Dann folgt die Weltpolitik. Flüchtlingskrise, die hohe Geburtenrate der Afrikaner, die islamistische Gefahr, das zu befürchtende Kippen der Bevölkerungsanteile. Sarrazin bedient die Erwartungen seiner Leserschaft, Moderator Osten gibt den Takt vor. Richtig zur Sache geht es dann bei der Frage, was gegen den Migrationsstrom zu tun ist. Entwicklungshilfe sei oft eher schädlich als nützlich, so Sarrazin, kein Land habe sich jemals durch äußere Einflüsse positiv entwickelt.

Dann das Stichwort europäische Außengrenzen: „Diese Flüchtlingswelle können wir nur stoppen, wenn wir die Einwanderung nach Europa unmöglich machen“, erklärt Sarrazin. Notfalls durch mehr Europa, aber diesmal richtig, anstatt sich auf „die Leute in Athen und Palermo zu verlassen“.

Kaum kritische Fragen

Nach einer kurzen Pause folgt die Publikumsdiskussion. Der Eindruck, dass Sarrazin überwiegend vor einem geneigten Publikum spricht, bleibt. Die längere Ausführung eines Zuschauers wird mit Pfiffen und Zwischenrufen niedergemacht, nachdem klar wird, dass dieser vor allem darauf abzielt, Sarrazin zu diskreditieren.
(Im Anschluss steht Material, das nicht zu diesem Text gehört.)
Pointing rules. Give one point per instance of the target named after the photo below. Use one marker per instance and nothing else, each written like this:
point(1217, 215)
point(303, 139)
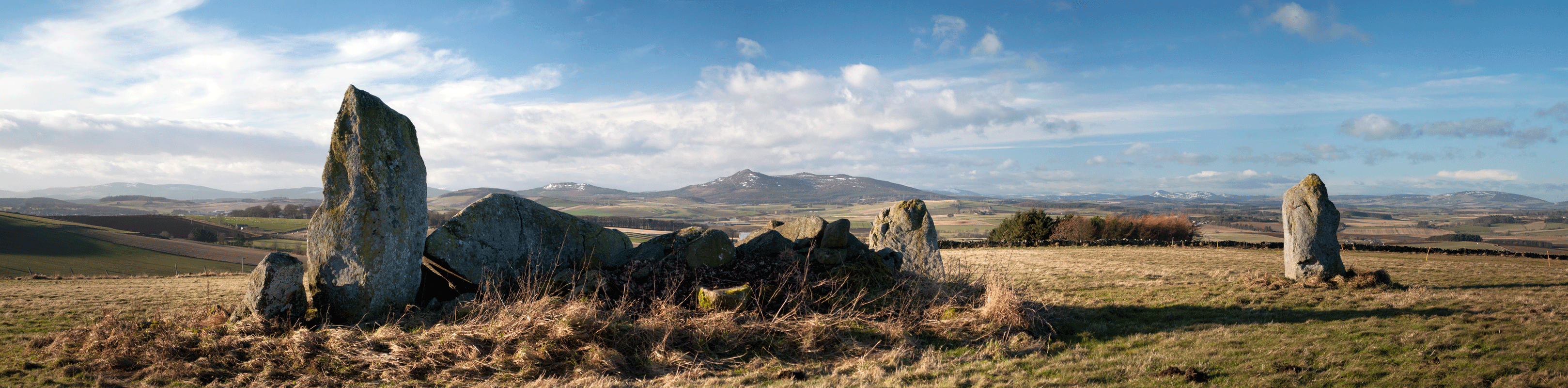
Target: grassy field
point(277, 244)
point(273, 225)
point(1122, 316)
point(32, 247)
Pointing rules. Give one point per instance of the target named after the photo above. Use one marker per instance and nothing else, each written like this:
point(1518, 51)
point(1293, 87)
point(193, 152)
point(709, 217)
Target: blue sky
point(1241, 98)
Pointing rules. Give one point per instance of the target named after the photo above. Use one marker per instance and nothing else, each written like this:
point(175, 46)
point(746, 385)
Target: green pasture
point(33, 247)
point(273, 225)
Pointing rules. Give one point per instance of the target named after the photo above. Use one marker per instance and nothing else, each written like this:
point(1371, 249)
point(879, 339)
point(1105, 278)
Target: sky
point(1003, 98)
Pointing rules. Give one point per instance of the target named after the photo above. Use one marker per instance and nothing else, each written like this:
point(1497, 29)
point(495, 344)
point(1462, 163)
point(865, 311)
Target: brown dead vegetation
point(543, 335)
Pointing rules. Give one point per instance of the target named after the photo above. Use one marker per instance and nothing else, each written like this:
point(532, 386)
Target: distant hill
point(571, 191)
point(176, 192)
point(1463, 200)
point(463, 198)
point(748, 186)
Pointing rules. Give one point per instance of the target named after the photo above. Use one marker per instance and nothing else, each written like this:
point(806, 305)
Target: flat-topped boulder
point(368, 236)
point(908, 230)
point(1311, 231)
point(502, 238)
point(275, 290)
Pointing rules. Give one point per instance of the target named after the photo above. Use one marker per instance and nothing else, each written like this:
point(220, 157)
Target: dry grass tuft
point(542, 335)
point(1352, 278)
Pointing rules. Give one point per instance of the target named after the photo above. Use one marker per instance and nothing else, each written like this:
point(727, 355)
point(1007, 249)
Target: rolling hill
point(54, 247)
point(573, 191)
point(748, 188)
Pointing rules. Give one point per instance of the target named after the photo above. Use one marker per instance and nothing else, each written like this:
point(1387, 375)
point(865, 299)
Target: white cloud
point(1376, 126)
point(988, 45)
point(946, 32)
point(750, 49)
point(1481, 175)
point(1559, 112)
point(1503, 79)
point(1311, 26)
point(1228, 179)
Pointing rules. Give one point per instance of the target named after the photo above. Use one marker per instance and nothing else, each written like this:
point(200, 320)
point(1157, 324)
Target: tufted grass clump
point(1354, 278)
point(548, 334)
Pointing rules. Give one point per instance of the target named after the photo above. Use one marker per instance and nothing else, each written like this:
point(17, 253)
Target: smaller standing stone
point(908, 230)
point(1311, 231)
point(277, 290)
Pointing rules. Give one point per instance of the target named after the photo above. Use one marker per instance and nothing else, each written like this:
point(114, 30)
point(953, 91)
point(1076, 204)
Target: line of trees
point(273, 211)
point(637, 224)
point(1456, 238)
point(1037, 225)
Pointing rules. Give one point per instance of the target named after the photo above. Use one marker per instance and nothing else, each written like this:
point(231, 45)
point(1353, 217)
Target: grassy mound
point(543, 335)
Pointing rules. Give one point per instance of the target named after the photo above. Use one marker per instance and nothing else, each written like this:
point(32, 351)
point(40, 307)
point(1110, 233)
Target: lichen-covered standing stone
point(908, 230)
point(275, 291)
point(1311, 231)
point(502, 238)
point(368, 238)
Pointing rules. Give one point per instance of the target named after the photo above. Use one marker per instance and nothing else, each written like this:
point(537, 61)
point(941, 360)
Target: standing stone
point(275, 290)
point(502, 238)
point(368, 238)
point(802, 228)
point(908, 230)
point(1311, 231)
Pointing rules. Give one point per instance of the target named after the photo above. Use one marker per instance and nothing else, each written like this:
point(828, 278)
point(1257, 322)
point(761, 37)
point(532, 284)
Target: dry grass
point(540, 335)
point(1123, 315)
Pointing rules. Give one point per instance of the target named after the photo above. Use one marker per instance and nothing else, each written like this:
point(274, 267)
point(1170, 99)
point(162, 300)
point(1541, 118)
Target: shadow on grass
point(1506, 287)
point(1076, 324)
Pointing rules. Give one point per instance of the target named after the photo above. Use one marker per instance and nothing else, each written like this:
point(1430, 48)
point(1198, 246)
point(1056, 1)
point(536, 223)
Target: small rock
point(908, 228)
point(723, 299)
point(277, 290)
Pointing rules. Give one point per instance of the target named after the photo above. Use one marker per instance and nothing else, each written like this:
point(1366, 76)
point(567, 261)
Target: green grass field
point(591, 212)
point(32, 247)
point(273, 225)
point(1122, 315)
point(278, 244)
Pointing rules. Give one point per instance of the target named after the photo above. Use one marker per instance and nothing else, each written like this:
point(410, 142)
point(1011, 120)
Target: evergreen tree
point(1027, 225)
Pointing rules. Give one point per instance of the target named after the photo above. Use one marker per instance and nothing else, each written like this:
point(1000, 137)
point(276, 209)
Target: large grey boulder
point(502, 238)
point(277, 290)
point(368, 238)
point(908, 230)
point(1311, 231)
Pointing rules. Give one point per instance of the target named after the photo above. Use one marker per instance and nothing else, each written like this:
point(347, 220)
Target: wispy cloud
point(1479, 175)
point(1313, 26)
point(750, 49)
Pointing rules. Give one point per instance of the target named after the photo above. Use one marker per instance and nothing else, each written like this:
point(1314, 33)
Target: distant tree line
point(1372, 216)
point(1037, 225)
point(139, 198)
point(1245, 227)
point(1489, 221)
point(1456, 238)
point(1537, 244)
point(273, 211)
point(637, 224)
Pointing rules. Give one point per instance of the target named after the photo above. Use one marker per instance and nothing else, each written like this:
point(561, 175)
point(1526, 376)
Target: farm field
point(33, 247)
point(1122, 316)
point(273, 225)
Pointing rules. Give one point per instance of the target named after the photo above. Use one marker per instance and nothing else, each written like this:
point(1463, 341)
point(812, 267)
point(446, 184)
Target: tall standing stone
point(368, 238)
point(908, 230)
point(1311, 231)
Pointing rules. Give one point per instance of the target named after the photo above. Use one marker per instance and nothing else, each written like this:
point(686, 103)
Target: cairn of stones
point(1311, 231)
point(369, 255)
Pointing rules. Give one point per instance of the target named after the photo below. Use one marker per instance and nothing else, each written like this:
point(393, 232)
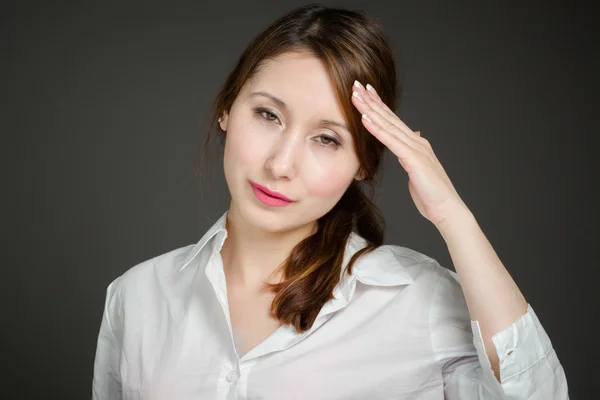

Die meisten übrigen Fragen sind eher seicht, die Antworten ebenso. Ein Gast sorgt schlussendlich doch für Kopfschütteln und entsetzte Blicke nach dessen (offenbar ernst gemeinter) Frage, ob man denn Entwicklungshilfe nach Afrika nicht an „erzwungene Geburtenkontrolle“ koppeln müsse.

Sarrazin weicht geschickt aus, indem er eine verbesserte Schulbildung für afrikanische Frauen vorschlägt. Im Foyer liegen seine Bücher zum Verkauf. Signieren wird er auch, hört man.